Manufacturing companies in China reported the strongest upturn in operating conditions since January 2013 at the end of 2016. Production expanded at the fastest pace in nearly six years, supported by a solid increase in total new work. As a result, companies raised their purchasing activity at a quicker rate than in November, which led to a renewed increase in stocks of inputs.
However, employment continued to decline, as companies made efforts to reduce their costs. Nonetheless, input price inflation picked up to its sharpest since early 2011 amid reports of higher raw material costs, which prompted firms to raise their selling prices at a marked rate.
The seasonally adjusted Purchasing Managers’ Index™ (PMI™) picked up from 50.9 in November to 51.9 at the end of 2016. Although modest overall, the latest reading pointed to the fastest rate of improvement in the health of the sector since January 2013.

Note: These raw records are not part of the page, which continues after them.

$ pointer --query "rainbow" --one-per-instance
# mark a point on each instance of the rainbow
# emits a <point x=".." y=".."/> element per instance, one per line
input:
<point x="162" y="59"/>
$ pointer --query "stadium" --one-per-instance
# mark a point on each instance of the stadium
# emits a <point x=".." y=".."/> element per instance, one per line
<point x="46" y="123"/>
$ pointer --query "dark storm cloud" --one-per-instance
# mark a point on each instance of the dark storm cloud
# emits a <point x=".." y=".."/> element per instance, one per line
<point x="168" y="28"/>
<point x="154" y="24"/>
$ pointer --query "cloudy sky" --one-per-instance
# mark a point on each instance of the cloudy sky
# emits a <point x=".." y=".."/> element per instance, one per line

A further rise in production at Chinese manufacturers supported the higher PMI reading in December. Notably, the rate of output growth accelerated to a 71-month high, with a number of panellists commenting on stronger underlying demand and new client wins.

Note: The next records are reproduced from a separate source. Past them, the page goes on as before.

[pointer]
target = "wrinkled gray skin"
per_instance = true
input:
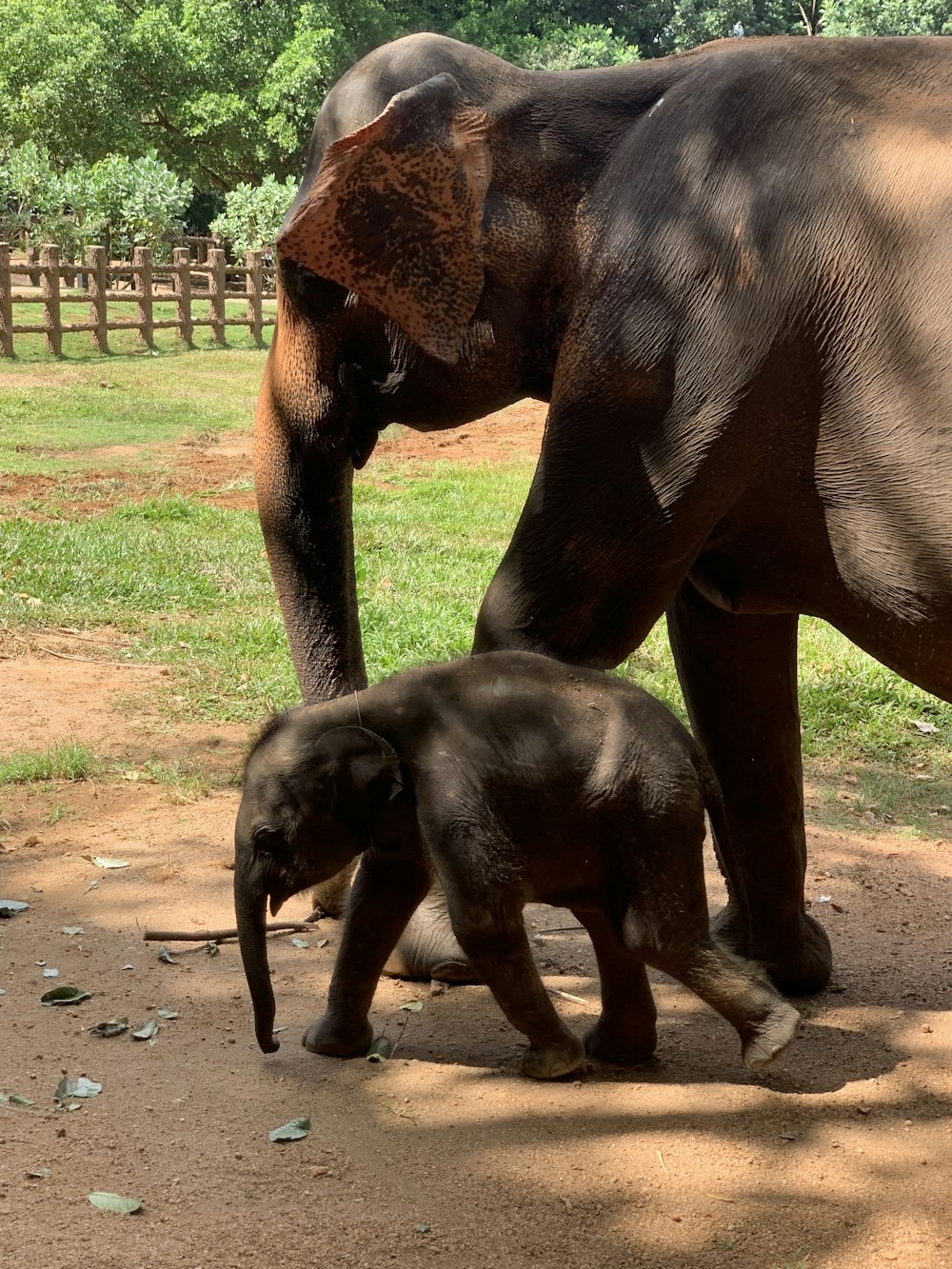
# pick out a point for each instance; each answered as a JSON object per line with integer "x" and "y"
{"x": 509, "y": 778}
{"x": 729, "y": 271}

This was highlighted by a sustained increase in new business during December. As was the case for output, the rate of new order book expansion accelerated since November, and was the strongest since July 2014. Data indicated that improved domestic demand was the key driver of
new business growth, however, as new export sales were unchanged in December.
Greater intakes of new work imparted further pressure on operating capacity in December, with backlogs of work increasing for the tenth month in a row. Moreover, the rate of accumulation was the strongest since July. There were also reports that fewer workers had also contributed to higher amounts of unfinished work.

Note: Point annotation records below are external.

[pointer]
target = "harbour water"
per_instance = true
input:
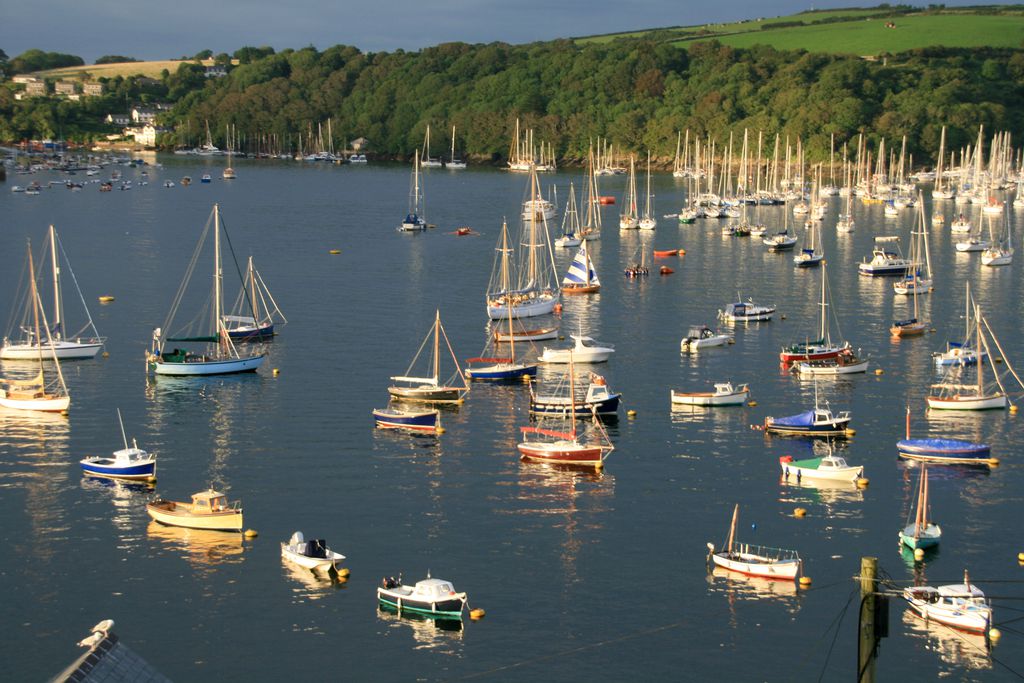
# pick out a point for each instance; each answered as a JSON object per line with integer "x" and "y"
{"x": 584, "y": 577}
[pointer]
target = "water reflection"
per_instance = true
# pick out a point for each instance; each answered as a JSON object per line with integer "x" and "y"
{"x": 440, "y": 635}
{"x": 954, "y": 647}
{"x": 204, "y": 550}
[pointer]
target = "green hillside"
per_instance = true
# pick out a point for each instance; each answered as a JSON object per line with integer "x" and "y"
{"x": 856, "y": 31}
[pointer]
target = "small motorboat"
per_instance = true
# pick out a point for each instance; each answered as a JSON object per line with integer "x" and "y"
{"x": 586, "y": 349}
{"x": 724, "y": 394}
{"x": 828, "y": 468}
{"x": 391, "y": 418}
{"x": 960, "y": 605}
{"x": 209, "y": 509}
{"x": 745, "y": 311}
{"x": 701, "y": 336}
{"x": 433, "y": 597}
{"x": 313, "y": 555}
{"x": 816, "y": 422}
{"x": 128, "y": 463}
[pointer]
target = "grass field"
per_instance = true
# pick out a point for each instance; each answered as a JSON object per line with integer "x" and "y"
{"x": 871, "y": 36}
{"x": 150, "y": 69}
{"x": 863, "y": 33}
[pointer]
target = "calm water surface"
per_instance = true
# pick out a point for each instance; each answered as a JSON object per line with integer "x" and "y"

Chinese manufacturers reduced their workforce numbers for the thirty-eighth month running, though the rate of job shedding was moderate overall. A number of companies mentioned that efforts to reduce their costs had underpinned the latest fall in staff numbers.
Higher amounts of new work led firms to raise their input buying again in December, and at the quickest rate in 29 months. As a result, stocks of purchases rose for the first time since September, albeit only slightly. Meanwhile, inventories of finished items continued to accumulate at a marginal pace.
Stronger demand for inputs led to a further lengthening of average delivery times, as some firms commented on shortages at suppliers. Notably, the rate of deterioration in vendor performance was the fastest in eight months. Inflationary pressures remained sharp in December, with average input prices rising at the fastest rate since March 2011. Output charges also rose sharply, despite the rate of increase softening slightly since November’s 69-month record.